Also, since you computing the SVD of ATQ , which is presumably a small matrix even if A is large and sparse, wouldn’t you just use the dense SVD on this?
The whole idea came from the RSVDPACK paper, chapter 3.4. The claim is that for very large matrices, eigen(A' * A)
is much faster than svd(A)
. And this is easy to check:
A = randn(100000, 1000);
@time svd(A);
@time eigen(A' * A);
20.607551 seconds (12 allocations: 1.527 GiB, 0.16% gc time)
2.657308 seconds (17 allocations: 30.877 MiB)

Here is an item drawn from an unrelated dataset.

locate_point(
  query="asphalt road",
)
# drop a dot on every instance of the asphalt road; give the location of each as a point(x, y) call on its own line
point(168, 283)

And it gets worse for larger matrices.
As for the conditioning problem that’s what they write:
A disadvantage of using this method is that the matrix BB^∗ has essentially the square of the condition number of B. As a result, very small singular values of A near machine precision may not be properly resolved. This is an issue only if A is expected to have very small singular values amongst σ_1, . . . , σ_k.
That’s a bit concerning, but at the end, svd
has really bad asymptotic from the matrix size, and we need to run it on A' * Q
, which has low number of columns, but as many rows as A
. Given that I personally need the method to work with matrices of >10M rows, using normal svd
is not an option…
Even for sparse matrices, ATA squares the condition number. I’m not sure why you consider KrylovKit a “heavy dependency” and not IterativeSolvers.jl?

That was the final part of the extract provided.